Together with Dietlind Stolle, a German-Canadian political scientist, they designed an experimental study in which they asked 8,000 Christians, Muslims, and Jews in seven countries (Germany, the United States, Cyprus, Lebanon, Israel, the Palestinian territories, and Kenya) whether or not they thought lethal violence against enemies of the faith was justified. Half of the respondents were asked the question without any introduction, while the other half were first presented with a quote from the Bible, Koran, or Torah that endorsed violence against alleged enemies of the faith.
The results show that reference to scriptural passages legitimizing violence significantly increased support for lethal violence in all three religions and in all seven countries (see graph).
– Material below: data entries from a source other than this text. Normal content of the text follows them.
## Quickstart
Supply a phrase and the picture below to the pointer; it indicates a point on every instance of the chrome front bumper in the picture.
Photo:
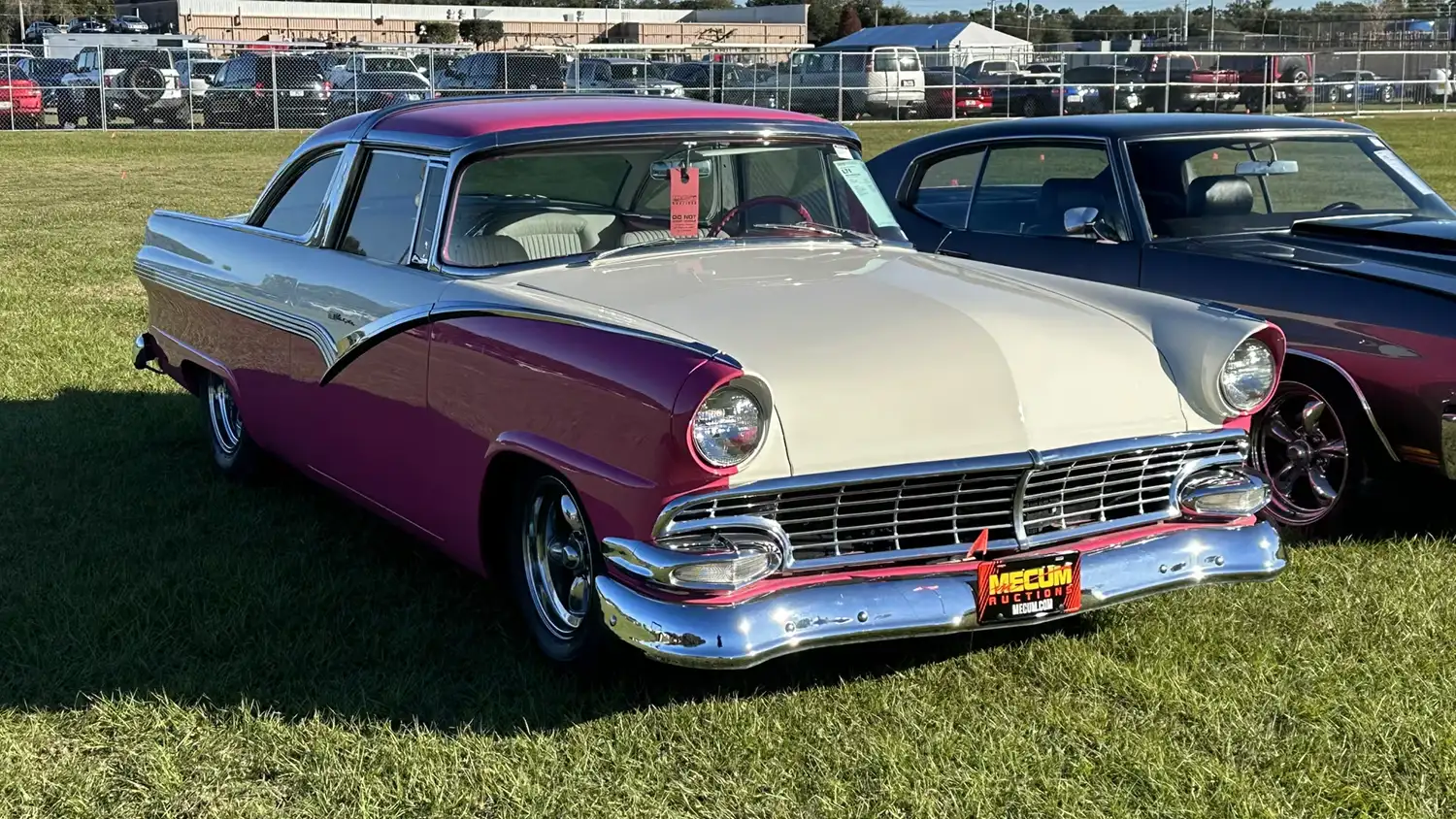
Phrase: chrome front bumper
(855, 611)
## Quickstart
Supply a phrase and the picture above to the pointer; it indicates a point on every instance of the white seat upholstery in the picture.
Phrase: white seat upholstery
(644, 236)
(485, 250)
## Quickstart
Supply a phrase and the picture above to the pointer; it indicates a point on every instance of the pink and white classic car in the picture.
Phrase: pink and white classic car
(672, 370)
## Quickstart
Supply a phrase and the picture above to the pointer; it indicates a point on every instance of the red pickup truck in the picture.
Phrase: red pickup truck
(1175, 82)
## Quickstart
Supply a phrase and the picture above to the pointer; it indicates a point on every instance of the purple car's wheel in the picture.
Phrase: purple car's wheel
(1307, 448)
(233, 449)
(553, 569)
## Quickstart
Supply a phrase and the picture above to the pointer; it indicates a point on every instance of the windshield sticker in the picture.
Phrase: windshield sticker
(683, 194)
(856, 177)
(1404, 171)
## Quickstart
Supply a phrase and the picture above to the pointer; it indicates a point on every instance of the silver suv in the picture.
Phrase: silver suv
(137, 83)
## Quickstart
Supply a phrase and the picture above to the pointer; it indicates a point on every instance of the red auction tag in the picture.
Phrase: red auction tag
(683, 215)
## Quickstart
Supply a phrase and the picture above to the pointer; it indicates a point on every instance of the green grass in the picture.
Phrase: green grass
(172, 644)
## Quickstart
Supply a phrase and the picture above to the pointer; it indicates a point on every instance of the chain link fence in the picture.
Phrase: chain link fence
(267, 86)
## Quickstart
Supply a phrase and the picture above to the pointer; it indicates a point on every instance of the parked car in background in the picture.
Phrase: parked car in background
(86, 25)
(1175, 82)
(375, 90)
(949, 95)
(512, 328)
(137, 83)
(501, 72)
(1273, 79)
(35, 32)
(20, 104)
(127, 23)
(619, 75)
(1313, 224)
(198, 75)
(49, 73)
(728, 83)
(1345, 86)
(265, 90)
(849, 83)
(1107, 89)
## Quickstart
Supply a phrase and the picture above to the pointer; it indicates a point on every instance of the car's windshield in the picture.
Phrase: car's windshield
(593, 200)
(1223, 185)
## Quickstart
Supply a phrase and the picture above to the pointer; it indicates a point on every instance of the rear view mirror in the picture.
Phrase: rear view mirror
(660, 169)
(1275, 168)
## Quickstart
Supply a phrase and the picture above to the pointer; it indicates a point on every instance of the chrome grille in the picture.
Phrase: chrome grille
(941, 513)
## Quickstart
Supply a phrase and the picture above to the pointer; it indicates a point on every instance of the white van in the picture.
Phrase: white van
(844, 83)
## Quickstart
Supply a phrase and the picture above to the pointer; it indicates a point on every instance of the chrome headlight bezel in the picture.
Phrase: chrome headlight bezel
(719, 449)
(1251, 360)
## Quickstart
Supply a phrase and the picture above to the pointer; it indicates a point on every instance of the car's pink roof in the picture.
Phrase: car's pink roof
(478, 116)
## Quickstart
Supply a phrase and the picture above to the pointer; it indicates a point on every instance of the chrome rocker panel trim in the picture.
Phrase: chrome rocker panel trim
(858, 611)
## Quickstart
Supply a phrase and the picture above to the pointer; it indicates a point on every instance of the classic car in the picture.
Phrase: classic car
(670, 369)
(1313, 224)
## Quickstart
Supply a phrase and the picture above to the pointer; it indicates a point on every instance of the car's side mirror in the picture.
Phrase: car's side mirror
(1079, 221)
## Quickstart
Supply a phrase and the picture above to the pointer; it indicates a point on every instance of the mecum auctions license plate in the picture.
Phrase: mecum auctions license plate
(1028, 588)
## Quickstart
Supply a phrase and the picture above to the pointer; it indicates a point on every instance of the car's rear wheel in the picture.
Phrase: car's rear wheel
(1309, 441)
(553, 562)
(233, 448)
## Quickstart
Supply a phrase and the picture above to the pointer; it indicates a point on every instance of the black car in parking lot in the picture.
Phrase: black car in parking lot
(248, 93)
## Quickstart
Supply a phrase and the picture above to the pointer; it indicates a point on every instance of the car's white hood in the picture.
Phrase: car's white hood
(888, 357)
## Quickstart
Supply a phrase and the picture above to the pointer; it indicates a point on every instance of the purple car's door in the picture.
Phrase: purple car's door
(366, 416)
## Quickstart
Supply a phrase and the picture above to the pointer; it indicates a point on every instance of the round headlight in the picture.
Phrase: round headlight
(728, 426)
(1248, 376)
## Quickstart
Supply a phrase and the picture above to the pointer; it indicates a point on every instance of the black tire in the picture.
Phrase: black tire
(1287, 442)
(550, 557)
(233, 448)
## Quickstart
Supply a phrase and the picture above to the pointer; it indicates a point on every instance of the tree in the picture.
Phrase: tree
(439, 32)
(847, 20)
(480, 32)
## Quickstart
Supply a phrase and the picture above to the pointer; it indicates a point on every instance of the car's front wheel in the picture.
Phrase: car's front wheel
(553, 563)
(1309, 442)
(233, 448)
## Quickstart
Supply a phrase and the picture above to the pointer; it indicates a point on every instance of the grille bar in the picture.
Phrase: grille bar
(871, 518)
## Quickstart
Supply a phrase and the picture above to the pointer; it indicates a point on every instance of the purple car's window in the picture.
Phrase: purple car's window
(297, 210)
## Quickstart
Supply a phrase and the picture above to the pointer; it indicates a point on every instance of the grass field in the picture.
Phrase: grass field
(172, 644)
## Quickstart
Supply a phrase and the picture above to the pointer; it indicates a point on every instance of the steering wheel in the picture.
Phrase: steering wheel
(718, 226)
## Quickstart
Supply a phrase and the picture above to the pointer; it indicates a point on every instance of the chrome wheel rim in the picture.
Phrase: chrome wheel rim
(227, 425)
(556, 554)
(1302, 446)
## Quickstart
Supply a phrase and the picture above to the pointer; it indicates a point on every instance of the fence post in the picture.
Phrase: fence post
(101, 84)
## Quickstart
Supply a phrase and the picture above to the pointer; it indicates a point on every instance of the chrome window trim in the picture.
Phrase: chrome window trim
(1031, 461)
(1365, 405)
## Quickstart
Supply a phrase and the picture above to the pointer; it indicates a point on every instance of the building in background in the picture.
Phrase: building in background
(524, 25)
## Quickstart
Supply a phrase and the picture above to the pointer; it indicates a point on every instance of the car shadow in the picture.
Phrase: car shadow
(133, 569)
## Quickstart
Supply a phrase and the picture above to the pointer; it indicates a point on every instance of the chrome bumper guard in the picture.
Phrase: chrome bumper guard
(809, 617)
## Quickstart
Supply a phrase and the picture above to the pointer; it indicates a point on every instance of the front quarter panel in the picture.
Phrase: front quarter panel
(602, 408)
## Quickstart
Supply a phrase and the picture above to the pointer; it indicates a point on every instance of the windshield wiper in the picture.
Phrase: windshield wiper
(830, 230)
(655, 244)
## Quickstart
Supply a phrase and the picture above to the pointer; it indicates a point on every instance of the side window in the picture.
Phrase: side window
(297, 210)
(381, 226)
(945, 189)
(1025, 189)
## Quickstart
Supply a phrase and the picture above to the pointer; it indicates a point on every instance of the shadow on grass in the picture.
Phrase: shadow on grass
(131, 568)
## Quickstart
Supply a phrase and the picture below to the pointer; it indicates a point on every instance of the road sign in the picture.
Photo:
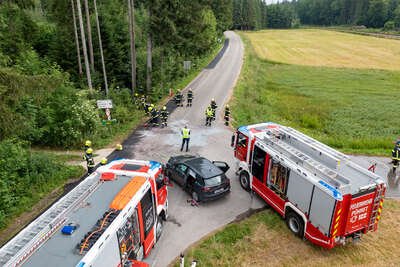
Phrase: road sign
(186, 65)
(107, 103)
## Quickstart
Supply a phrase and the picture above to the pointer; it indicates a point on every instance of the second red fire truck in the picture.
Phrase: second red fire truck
(322, 194)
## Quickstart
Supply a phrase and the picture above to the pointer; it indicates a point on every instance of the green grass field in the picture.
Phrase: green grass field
(264, 240)
(353, 110)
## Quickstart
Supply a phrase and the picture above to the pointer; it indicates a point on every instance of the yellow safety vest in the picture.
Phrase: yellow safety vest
(185, 133)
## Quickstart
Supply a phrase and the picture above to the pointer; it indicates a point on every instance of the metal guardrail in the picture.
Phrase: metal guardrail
(24, 244)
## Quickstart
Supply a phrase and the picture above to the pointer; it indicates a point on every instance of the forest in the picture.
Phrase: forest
(256, 14)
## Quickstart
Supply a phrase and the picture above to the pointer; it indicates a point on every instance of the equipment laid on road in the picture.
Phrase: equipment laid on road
(119, 209)
(190, 97)
(227, 115)
(214, 107)
(164, 116)
(322, 194)
(209, 116)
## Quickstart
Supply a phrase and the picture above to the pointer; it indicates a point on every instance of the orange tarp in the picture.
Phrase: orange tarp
(127, 193)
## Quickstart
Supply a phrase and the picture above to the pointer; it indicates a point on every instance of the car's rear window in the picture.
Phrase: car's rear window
(213, 181)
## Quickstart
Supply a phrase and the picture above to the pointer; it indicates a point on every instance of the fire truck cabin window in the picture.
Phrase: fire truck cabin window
(258, 165)
(242, 140)
(278, 178)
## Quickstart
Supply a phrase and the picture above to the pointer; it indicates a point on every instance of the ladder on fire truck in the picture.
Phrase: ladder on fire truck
(17, 250)
(285, 140)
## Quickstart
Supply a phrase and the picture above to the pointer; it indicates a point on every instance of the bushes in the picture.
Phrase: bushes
(25, 176)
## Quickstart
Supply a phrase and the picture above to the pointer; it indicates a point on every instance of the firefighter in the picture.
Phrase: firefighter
(89, 160)
(103, 161)
(396, 156)
(154, 116)
(214, 107)
(164, 116)
(190, 97)
(179, 98)
(88, 144)
(185, 132)
(227, 115)
(209, 116)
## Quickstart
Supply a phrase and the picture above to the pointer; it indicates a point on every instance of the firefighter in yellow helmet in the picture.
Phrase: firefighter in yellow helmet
(89, 160)
(103, 161)
(164, 116)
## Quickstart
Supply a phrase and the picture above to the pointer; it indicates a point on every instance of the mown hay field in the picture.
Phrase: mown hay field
(353, 110)
(315, 47)
(264, 240)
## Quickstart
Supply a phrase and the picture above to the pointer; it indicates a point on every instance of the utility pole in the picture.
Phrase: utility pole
(83, 38)
(101, 48)
(131, 15)
(149, 55)
(89, 35)
(78, 50)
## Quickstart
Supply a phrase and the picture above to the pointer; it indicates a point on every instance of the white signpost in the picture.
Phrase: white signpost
(106, 105)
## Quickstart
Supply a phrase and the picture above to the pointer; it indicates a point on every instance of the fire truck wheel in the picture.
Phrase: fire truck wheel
(195, 196)
(159, 227)
(295, 223)
(244, 180)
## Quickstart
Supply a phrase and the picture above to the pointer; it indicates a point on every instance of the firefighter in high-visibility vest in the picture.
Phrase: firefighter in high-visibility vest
(88, 144)
(179, 99)
(190, 97)
(185, 132)
(214, 107)
(209, 116)
(396, 156)
(227, 115)
(89, 160)
(164, 116)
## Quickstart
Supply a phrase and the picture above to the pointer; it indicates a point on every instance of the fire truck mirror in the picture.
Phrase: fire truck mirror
(233, 141)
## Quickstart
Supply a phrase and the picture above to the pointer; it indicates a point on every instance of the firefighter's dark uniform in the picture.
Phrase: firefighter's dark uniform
(209, 116)
(89, 162)
(190, 98)
(164, 116)
(227, 115)
(396, 156)
(214, 108)
(154, 117)
(179, 99)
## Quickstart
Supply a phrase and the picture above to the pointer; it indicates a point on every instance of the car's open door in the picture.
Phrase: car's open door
(221, 165)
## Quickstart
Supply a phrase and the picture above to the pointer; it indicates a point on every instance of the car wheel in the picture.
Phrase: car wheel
(159, 227)
(244, 180)
(195, 196)
(295, 223)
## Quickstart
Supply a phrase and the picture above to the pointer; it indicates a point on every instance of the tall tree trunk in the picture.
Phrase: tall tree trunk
(149, 57)
(101, 48)
(90, 43)
(83, 38)
(78, 49)
(131, 9)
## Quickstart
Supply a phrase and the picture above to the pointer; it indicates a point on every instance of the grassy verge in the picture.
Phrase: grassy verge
(349, 109)
(264, 240)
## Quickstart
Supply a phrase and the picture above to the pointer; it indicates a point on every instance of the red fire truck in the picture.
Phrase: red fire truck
(112, 218)
(322, 194)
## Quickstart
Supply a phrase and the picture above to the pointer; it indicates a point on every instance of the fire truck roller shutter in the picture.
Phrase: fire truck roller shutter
(300, 191)
(321, 210)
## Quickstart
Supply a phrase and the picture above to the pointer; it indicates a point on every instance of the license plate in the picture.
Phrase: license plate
(218, 191)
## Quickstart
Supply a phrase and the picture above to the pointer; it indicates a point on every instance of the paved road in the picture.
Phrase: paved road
(187, 224)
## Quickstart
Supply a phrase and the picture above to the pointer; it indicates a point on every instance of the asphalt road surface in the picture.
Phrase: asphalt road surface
(188, 224)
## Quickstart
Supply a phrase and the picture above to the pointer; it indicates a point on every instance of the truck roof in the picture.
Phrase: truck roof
(327, 166)
(42, 243)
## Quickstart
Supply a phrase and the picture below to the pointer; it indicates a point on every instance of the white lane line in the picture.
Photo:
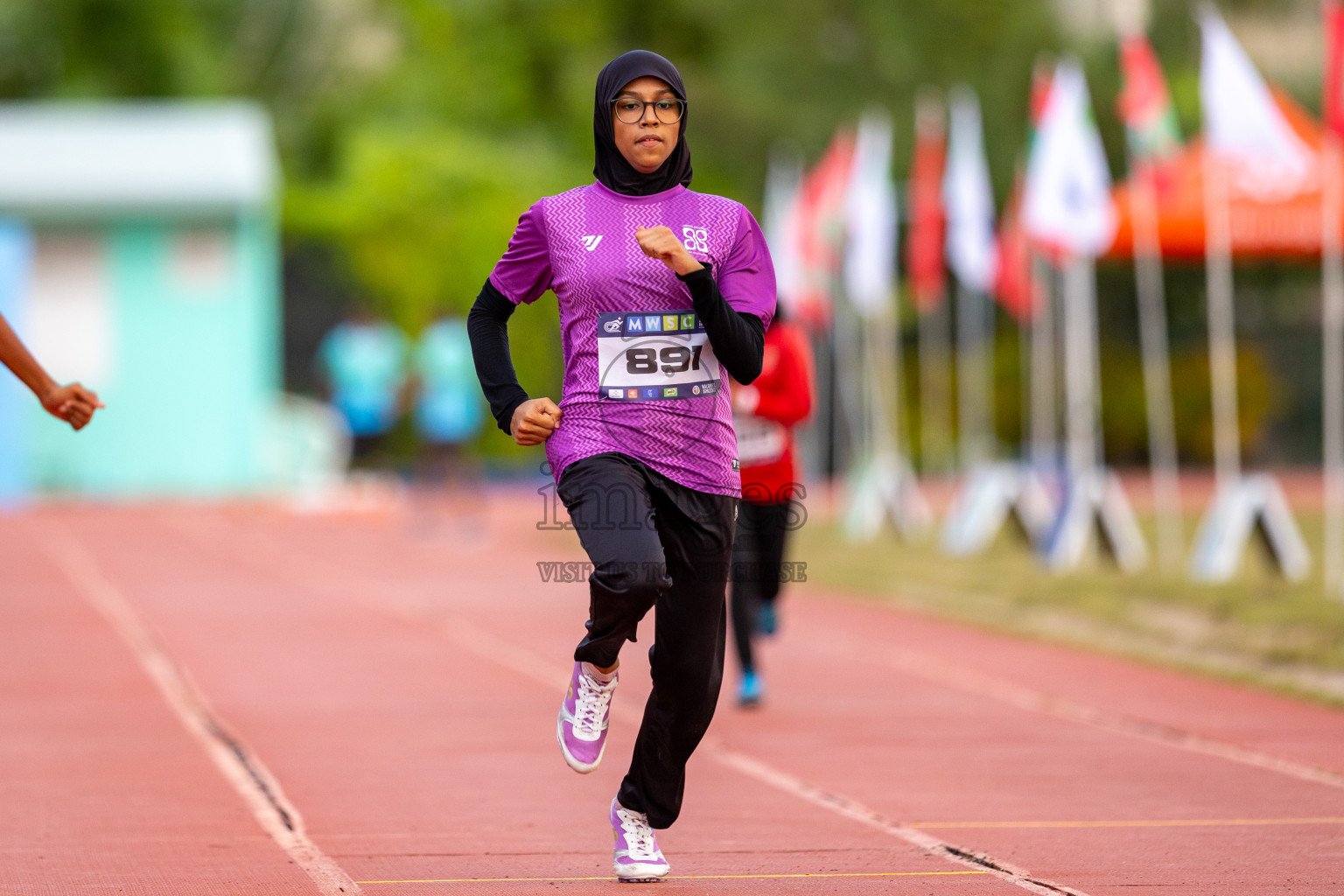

However, this effect was weaker among Jews and Christians than among Muslims. Across all seven countries, 9 percent of Christian believers supported violence without receiving a scriptural quote beforehand, against 12 percent among those who were given such a quote. Among Jewish believers, the figures were 3 and 7 percent, respectively. Among Muslims, 29 percent supported violence against enemies of the faith without and 47 percent with prior reference to a Quranic quote. In Germany, however, these figures were considerably lower: among German Christians, support for violence was 2 without and 3 percent with a biblical quotation; among German Muslims, 5 without and 16 percent with a Koran quotation (seeh graph).
The most important reason for the differences between the three religions, the researchers show, is the larger proportion of Muslim believers who adhere to a fundamentalist interpretation of their faith. Fundamentalist believers are characterized by the fact that they take the holy scriptures of their religion literally and consider them to be unambiguously valid in the present. Therefore, they are comparatively more susceptible to attempts to legitimize violence by referring to religious scriptural sources.
The findings have significance for countering religious extremism. "Religious causes and motivations must be taken seriously. Violence should not be reduced to socio-economic and psychological causes alone," says Ruud Koopmans, director at the WZB. The task of religious leaders and associations, he says, must be to actively counter fundamentalist interpretations of faith and to promote interpretations that take the historical and social context into consideration.